The work Dr. Dhaif does is not easy or even safe. Last year she announced that due to the severity of the situation in Bahrain and the strength of the regime, that she might have to stop doing her work with BRAVO, as the danger is for herself and her family is too great. Torture is highly stigmatized in Bahrain, especially for those who have been detained and tortured. They are afraid to seek help and are outcasted and discriminated against in society. However, despite these challenges, Dr. Dhaif remains positive that healing and rehabilitation is possible. One of the main goals for BRAVO is to create more awareness about the prevalence of torture, the effects it can have on survivors and their families, and ways they can be rehabilitated reintegrated into society.

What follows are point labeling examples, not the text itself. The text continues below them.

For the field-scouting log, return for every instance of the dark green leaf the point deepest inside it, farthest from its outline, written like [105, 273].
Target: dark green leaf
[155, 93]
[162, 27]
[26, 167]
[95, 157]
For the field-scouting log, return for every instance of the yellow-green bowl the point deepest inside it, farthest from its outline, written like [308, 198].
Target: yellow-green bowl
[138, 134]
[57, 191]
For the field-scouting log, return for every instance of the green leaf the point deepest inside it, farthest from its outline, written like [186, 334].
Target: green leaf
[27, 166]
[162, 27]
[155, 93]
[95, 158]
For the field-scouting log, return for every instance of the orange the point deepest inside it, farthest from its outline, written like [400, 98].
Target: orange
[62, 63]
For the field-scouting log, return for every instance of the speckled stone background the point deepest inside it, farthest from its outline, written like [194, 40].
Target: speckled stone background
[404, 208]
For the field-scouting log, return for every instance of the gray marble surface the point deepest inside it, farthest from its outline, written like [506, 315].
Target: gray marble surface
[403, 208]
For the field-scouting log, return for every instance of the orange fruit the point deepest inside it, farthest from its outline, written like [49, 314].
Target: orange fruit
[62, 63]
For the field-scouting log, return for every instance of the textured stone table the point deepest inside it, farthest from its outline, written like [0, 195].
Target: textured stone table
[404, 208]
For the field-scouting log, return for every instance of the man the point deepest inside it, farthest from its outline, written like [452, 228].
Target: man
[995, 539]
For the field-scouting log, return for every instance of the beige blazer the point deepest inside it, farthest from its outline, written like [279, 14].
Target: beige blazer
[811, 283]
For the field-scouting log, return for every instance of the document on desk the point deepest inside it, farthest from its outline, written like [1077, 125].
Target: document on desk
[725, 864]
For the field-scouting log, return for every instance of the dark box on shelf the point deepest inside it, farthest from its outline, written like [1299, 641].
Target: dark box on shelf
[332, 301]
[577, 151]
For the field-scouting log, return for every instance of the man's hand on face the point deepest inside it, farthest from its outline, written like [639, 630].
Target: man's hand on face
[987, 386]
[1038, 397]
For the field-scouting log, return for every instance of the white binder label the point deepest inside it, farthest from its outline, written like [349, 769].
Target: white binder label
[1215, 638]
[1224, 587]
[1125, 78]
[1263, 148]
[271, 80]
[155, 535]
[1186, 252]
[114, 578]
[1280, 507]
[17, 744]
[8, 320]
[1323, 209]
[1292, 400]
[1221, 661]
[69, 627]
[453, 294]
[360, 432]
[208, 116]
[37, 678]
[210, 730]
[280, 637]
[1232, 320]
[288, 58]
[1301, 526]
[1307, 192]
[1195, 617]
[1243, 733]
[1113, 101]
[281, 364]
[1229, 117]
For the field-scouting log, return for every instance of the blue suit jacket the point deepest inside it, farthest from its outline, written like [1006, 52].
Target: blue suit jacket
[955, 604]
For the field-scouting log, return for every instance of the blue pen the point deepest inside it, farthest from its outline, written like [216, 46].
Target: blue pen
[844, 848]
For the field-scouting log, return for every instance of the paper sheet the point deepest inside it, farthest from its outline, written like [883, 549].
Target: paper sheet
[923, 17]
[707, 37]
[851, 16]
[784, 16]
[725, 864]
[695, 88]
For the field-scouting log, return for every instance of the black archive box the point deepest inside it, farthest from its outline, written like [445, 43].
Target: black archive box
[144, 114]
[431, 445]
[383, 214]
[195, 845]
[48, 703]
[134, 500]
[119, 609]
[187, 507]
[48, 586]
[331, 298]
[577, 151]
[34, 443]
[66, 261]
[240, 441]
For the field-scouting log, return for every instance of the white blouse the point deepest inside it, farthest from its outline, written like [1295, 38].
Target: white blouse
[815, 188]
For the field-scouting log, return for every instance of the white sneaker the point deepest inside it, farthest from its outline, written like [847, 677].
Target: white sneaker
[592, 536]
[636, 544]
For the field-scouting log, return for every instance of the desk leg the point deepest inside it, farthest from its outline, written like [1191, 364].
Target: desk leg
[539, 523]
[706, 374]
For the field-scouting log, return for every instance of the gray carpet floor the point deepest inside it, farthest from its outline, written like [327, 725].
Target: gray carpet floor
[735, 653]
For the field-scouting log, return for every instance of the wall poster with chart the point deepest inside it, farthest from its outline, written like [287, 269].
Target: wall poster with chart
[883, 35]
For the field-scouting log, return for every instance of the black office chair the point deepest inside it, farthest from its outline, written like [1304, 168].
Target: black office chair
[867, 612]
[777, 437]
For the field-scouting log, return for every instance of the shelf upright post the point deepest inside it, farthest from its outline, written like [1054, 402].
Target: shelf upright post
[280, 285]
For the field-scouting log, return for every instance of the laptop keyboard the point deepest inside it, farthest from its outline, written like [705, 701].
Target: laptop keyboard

And to support this mission, my first assignment is to create a downloadable PDF guide about understanding the effects of torture. The guide will expand upon specific physical and psychological methods of torture including electrocution, handcuff neuropathy, cold cell torture, sexual assault, sleep deprivation, falaka (foot sole beatings), solitary confinement, mock executions, family threats and verbal abuse. The guide will be translated into Arabic and be distributed to lawyers, social workers, families of survivors and even survivors themselves. While researching torture methods and the physical and psychological consequences is emotionally difficult and challenging, I know that this work is extremely important, not only for human rights advocates or torture survivors themselves, but also the future of Bahrain. As Dr. Dhaif says, “Power comes from within, and the first step to help individuals and communities heal and recover is awareness. Awareness that torture is occurring in their society and awareness that life after torture is possible.”